US President George W. Bush, trying to reverse ebbing support for the Iraq war, sought on Tuesday to tie deadly violence there directly to al-Qaeda terrorist chief Osama bin Laden.
Facing mounting calls for a US withdrawal, and intelligence findings that the unpopular war is a recruiting tool for al-Qaeda, Bush warned that a hasty US pullout would increase the risk of an attack in the US.
"However difficult the fight is in Iraq, we must win it, and we can win it," Bush said in a speech to uniformed military personnel. "Surrendering the future of Iraq to al-Qaeda would be a disaster to our country."
Bush said that bin Laden, the mastermind of the September 11, 2001, attacks on the US, pulled the strings of al-Qaeda in Iraq, a group that did not exist before the March 2003 US-led invasion.
"Some say that Iraq is not a part of the broader war on terror," he said. "They claim that the organization called al-Qaeda in Iraq is an Iraqi phenomenon, that it's independent of Osama bin Laden and it's not interested in attacking America.

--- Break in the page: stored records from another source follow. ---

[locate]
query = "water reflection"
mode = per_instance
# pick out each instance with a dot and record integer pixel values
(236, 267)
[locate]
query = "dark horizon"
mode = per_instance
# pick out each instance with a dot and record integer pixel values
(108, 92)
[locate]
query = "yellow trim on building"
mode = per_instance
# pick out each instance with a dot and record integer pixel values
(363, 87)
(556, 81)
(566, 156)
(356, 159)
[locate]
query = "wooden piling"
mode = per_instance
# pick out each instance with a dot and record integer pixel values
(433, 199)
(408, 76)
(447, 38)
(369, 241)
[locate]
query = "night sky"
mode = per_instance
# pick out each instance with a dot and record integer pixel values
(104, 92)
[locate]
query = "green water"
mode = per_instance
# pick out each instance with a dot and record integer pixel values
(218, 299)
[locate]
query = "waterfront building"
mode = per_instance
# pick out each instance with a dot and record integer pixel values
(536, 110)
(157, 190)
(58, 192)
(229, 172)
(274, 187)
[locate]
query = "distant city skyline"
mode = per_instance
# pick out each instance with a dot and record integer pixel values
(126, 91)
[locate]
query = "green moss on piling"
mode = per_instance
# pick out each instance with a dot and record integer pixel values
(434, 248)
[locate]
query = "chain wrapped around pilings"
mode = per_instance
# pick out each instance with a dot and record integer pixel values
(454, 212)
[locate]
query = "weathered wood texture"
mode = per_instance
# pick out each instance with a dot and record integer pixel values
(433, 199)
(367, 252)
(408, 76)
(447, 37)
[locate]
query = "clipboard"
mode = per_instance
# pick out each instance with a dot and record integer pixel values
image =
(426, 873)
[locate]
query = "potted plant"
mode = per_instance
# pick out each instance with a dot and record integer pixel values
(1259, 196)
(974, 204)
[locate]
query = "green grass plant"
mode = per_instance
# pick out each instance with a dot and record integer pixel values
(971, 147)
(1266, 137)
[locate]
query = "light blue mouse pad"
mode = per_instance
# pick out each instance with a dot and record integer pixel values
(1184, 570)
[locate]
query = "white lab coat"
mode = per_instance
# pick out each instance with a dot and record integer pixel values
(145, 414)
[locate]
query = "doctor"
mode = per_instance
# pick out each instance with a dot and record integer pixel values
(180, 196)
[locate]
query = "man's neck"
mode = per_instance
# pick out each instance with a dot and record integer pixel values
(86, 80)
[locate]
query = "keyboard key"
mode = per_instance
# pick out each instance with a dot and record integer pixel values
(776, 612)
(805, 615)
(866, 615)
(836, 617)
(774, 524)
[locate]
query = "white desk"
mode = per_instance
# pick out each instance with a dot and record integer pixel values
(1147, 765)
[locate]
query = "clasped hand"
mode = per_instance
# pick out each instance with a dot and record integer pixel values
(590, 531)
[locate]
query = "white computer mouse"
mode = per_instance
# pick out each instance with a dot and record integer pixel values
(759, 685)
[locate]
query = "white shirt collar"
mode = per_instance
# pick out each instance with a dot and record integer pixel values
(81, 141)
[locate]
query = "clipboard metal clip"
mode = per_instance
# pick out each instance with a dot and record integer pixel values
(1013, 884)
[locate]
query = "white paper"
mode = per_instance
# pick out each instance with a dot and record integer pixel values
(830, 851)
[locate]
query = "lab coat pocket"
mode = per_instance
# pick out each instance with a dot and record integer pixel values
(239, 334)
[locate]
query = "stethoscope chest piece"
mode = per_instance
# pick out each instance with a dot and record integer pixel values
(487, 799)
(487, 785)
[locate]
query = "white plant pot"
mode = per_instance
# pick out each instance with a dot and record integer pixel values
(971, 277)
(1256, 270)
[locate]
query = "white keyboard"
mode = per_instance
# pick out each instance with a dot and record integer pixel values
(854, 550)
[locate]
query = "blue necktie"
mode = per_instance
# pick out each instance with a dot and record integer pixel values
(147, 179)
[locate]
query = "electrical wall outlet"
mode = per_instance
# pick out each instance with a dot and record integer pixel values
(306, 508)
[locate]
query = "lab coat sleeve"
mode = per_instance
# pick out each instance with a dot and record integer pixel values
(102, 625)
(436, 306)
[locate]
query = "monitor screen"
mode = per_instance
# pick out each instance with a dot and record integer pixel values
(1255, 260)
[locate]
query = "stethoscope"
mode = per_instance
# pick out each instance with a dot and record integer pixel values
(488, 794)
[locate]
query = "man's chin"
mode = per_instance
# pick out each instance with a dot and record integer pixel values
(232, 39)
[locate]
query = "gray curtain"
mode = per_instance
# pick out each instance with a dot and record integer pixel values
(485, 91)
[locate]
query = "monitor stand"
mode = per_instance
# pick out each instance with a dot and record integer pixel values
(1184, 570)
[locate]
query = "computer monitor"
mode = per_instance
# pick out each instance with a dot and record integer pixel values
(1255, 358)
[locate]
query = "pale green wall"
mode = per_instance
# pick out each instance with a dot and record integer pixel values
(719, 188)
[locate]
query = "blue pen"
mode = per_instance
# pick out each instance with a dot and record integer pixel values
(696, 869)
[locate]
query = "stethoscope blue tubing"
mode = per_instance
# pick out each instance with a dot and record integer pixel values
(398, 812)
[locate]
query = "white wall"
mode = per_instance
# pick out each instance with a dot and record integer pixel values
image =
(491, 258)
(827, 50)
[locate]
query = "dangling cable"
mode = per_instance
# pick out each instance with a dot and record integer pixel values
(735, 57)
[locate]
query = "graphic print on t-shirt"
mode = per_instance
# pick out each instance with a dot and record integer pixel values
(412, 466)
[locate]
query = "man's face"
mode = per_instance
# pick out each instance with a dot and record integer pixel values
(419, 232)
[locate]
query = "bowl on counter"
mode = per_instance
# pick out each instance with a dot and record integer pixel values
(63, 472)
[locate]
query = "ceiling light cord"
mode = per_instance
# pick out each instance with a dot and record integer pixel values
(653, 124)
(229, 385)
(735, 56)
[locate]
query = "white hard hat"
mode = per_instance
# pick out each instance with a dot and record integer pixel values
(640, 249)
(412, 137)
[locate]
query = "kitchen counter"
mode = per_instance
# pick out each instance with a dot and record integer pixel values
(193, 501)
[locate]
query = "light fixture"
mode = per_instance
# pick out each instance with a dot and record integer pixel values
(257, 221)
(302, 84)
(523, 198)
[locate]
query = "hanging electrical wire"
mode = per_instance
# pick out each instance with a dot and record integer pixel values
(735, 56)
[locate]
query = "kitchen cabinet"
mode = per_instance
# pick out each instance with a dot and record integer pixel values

That would be news to Osama bin Laden."
Bush did not mention a newly public US intelligence report that found that al-Qaeda had been reinvigorated and was plotting new attacks from a safe haven in remote tribal areas of Pakistan.
The report, a National Intelligence Estimate (NIE) grouping the consensus findings of the US spy agencies, also declared that al-Qaeda in Iraq was the terrorist network's "most visible and capable affiliate and the only one known to have expressed a desire to attack the Homeland," meaning the US.
A previous NIE found that the war in Iraq was an effective recruiting tool for Islamist extremists, including al-Qaeda.
"The president is trying to scare the American people into believing that al-Qaeda is the rationale for continuing the war in Iraq," said Democratic Senator John Kerry.
"9/11 was not plotted in Iraq, 9/11 did not happen from an al-Qaeda in Iraq," he said. "The fact is, al-Qaeda has grown in its strength and its presence in Iraq because we are there."
The Pentagon, in its latest quarterly report to the US Congress, said last month that al-Qaeda in Iraq was "the primary threat" in restive Anbar Province but that they played a smaller role in the overall picture.
"The increasingly complex conflict has remained a struggle among and within ethno-sectarian, criminal, insurgent and terrorist groups to wrest political and economic power from the elected GoI [government of Iraq]," it said.
"Much of the violence is attributable to sectarian friction, and each faction is driven by its own political and economic power relationships," the US military said.